Score: 4 / 5
What do you get when you cross John Carpenter, Stephen King, and HP Lovecraft? Well there are a lot of answers, but one might be The Void. It's a tight little horror movie that, apart from some bewildering editing, keeps taut pace with its visceral scares. Fabulously unpredictable and thick with atmosphere, the film's low budget is no hindrance to its efficacy, thanks to directors Steven Kostanski and Jeremy Gillespie.
A cop finds a man crawling along a forested road and takes him to the nearest hospital, a small rural building manned by a skeleton crew. The hospital had recently suffered a fire, and the staff on duty are preparing to move; they are not as well prepared for a patient. The doctor, nurse, and intern already have one sleeping (or comatose?) patient, as well as a very pregnant Maggie with her grandfather. After the cop and his new patient arrive, all hell breaks loose. The nurse removes the skin on her own face before murdering the unconscious patient. Two strangers brandishing guns show up intent. A tentacled monster attacks the group. The cop has a seizure and envisions an alien landscape and enormous black pyramid. Cult members -- robed with bizarre KKK-inspired hazmat suits -- gather outside brandishing knives, though they seem more intent on keeping the hospital on lockdown than on invading. And that's just the beginning.

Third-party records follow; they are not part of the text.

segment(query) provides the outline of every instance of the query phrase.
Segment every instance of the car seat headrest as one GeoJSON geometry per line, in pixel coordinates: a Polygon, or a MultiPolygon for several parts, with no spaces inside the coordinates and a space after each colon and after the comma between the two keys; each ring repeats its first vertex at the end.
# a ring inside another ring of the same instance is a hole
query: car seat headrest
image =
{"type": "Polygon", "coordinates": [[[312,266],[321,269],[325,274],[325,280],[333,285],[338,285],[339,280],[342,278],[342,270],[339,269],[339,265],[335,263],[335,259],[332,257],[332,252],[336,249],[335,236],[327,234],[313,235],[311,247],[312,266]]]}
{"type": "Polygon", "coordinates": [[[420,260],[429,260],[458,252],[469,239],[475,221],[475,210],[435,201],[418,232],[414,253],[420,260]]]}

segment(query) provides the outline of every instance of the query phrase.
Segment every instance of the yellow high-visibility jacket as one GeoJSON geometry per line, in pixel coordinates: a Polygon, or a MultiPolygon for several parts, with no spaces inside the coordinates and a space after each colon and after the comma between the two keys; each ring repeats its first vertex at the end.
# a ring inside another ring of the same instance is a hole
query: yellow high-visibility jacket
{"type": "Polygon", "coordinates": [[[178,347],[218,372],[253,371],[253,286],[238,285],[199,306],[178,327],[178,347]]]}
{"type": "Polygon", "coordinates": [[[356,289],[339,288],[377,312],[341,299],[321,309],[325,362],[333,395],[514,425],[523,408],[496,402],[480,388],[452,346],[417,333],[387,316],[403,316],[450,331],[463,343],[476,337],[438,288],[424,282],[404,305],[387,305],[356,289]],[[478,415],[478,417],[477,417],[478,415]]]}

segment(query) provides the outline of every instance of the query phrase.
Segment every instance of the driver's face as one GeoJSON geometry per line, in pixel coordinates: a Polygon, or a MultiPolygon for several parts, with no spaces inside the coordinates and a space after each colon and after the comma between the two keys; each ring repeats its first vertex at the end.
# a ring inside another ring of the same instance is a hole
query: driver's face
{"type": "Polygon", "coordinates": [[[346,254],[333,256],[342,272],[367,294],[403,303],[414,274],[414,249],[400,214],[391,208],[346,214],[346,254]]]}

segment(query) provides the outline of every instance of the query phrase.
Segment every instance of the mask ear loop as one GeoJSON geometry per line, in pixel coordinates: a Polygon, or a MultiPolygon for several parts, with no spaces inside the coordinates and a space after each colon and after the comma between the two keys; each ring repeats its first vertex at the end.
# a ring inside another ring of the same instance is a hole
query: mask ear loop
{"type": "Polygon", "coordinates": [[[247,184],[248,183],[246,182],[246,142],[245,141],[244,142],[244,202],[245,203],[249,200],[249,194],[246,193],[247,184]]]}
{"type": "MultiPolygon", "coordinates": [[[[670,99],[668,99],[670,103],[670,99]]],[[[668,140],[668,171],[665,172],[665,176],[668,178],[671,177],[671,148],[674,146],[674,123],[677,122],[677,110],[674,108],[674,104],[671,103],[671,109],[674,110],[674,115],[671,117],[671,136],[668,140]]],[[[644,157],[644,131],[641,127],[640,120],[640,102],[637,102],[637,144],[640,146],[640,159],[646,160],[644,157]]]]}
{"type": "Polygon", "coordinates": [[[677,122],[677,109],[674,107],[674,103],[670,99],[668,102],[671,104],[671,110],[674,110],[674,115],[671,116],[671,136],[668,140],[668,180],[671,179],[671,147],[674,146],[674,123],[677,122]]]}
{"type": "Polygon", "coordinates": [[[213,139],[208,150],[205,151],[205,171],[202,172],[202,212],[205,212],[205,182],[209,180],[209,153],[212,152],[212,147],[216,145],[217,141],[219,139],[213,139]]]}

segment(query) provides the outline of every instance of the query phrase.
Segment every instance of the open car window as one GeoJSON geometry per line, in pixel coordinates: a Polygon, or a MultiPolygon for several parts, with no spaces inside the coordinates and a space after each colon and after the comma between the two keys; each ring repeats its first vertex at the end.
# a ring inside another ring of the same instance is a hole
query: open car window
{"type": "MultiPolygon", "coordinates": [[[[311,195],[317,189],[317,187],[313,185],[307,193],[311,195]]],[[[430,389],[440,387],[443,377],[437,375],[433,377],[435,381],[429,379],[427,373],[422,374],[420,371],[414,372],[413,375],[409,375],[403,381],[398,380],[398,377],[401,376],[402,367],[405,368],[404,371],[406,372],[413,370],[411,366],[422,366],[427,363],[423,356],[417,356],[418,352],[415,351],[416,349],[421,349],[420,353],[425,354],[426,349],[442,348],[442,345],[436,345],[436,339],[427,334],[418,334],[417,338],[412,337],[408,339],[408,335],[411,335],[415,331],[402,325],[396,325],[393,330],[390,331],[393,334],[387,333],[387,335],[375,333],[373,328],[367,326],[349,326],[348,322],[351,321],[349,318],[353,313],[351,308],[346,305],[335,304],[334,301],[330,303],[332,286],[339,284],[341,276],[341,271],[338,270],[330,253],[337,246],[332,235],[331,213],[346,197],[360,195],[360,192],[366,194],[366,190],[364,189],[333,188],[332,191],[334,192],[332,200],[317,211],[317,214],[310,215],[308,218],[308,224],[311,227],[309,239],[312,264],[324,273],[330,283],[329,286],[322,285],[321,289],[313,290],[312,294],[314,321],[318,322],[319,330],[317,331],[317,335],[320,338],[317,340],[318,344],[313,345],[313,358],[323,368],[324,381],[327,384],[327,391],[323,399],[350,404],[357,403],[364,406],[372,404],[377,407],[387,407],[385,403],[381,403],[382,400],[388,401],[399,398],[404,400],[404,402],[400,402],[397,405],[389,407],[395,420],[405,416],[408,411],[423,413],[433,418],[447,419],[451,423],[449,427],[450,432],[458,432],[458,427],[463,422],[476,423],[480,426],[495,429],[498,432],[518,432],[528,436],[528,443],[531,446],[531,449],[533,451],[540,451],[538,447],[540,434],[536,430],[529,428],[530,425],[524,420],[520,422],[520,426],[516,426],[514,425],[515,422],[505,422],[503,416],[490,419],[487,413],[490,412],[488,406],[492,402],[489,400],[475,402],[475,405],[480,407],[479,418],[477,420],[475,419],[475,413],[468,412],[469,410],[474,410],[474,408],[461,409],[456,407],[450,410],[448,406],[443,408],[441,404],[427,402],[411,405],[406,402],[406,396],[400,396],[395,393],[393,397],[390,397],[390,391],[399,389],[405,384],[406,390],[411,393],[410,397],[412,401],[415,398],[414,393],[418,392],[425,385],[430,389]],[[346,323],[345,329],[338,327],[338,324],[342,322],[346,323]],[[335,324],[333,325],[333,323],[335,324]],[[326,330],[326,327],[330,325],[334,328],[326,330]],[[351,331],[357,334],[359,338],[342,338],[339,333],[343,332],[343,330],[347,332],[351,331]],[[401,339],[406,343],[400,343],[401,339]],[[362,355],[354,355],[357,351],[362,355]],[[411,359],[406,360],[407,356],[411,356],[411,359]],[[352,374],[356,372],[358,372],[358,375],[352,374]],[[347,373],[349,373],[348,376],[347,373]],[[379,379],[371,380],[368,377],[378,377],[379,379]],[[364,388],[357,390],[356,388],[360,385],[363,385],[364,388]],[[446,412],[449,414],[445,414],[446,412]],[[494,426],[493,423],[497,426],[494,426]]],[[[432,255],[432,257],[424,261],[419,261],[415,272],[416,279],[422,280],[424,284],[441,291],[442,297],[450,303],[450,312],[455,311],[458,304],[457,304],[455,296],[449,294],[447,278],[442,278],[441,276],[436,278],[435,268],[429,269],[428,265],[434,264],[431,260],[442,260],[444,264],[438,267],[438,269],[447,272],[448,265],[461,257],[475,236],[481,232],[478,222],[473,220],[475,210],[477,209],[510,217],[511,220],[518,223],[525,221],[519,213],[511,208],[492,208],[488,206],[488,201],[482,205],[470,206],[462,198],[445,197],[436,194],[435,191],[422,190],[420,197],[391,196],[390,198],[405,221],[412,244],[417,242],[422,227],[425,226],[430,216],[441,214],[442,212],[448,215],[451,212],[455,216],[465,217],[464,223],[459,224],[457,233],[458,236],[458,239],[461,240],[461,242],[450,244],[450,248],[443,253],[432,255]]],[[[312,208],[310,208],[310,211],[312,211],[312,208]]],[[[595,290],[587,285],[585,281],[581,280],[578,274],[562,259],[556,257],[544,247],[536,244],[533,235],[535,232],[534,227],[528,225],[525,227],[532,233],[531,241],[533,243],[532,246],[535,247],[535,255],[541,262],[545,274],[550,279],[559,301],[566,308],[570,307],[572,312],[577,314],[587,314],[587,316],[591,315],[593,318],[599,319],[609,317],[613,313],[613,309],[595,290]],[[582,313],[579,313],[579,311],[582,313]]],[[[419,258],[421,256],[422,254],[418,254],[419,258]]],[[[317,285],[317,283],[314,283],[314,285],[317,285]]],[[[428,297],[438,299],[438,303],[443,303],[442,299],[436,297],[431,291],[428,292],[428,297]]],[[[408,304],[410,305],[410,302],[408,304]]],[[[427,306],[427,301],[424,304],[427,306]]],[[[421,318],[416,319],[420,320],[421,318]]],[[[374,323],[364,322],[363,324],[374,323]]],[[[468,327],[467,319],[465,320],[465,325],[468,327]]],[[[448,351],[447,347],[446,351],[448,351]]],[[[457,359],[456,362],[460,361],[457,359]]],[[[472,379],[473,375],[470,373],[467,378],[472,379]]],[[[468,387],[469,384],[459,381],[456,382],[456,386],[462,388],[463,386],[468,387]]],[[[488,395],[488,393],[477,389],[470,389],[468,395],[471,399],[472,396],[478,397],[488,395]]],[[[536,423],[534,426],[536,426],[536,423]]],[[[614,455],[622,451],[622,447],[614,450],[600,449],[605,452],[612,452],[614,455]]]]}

"Lovecraftian horror" gets thrown around a lot without much consideration for what it means. In the case of The Void, it's an apt descriptor of the horror at work, so let's talk about it. The film's immediate descent into senseless horror (the first scene features two young people fleeing a farmhouse before its inhabitants shoot the young woman in the back and set her on fire while she's still alive) effectively breaks any moral sense we bring to the movie. The characters are thinly drawn and thinly acted, suggesting that they don't matter; this is supported by (SPOILER ALERT) the fact that almost all of them die. In fact, only two survive, and they didn't seem to deserve it (I don't mean to sound harsh, but it is a horror movie, and I expected at least some conventional logic). The monsters -- oh, right, there are lots of re-animated corpses that play host to monsters with tentacles -- are slimy and fluid, with too many limbs and tendrils; these beasts are obviously not of terrestrial origin. (That said, the monsters are fabulously realized with hardcore old-school practical effects, and rubber aliens haven't looked so good since John Carpenter's The Thing!)
These elements are essentially Lovecraftian. The thin veil of reality is shredded by The Void as the impossible horrors of the unknown are made visible. Senseless terror and violence make the movie memorable, especially when we learn their cause. The doctor, bereaved by the death of his daughter, has been experimenting against God and nature and opened a portal to an "abyss", a triangular hole to another world or dimension. He attempts to re-create his daughter, to defeat death, to -- well, who knows what all? I'm not even sure he himself knows. In a lengthy, nightmarish monologue, he says, "You'd be surprised at the things you find, when you go looking," seemingly enchanted by the arcane knowledge he's absorbed. And, of course, though the climax does bring an end of sorts to the horror at the hospital, it by no means wraps things up cosmically. At least two characters remain stuck in the void, staring up at the shadowy alien pyramid. One of the two surviving characters in the hospital cries, "Is it over? Is it over?" We know it will never truly be over.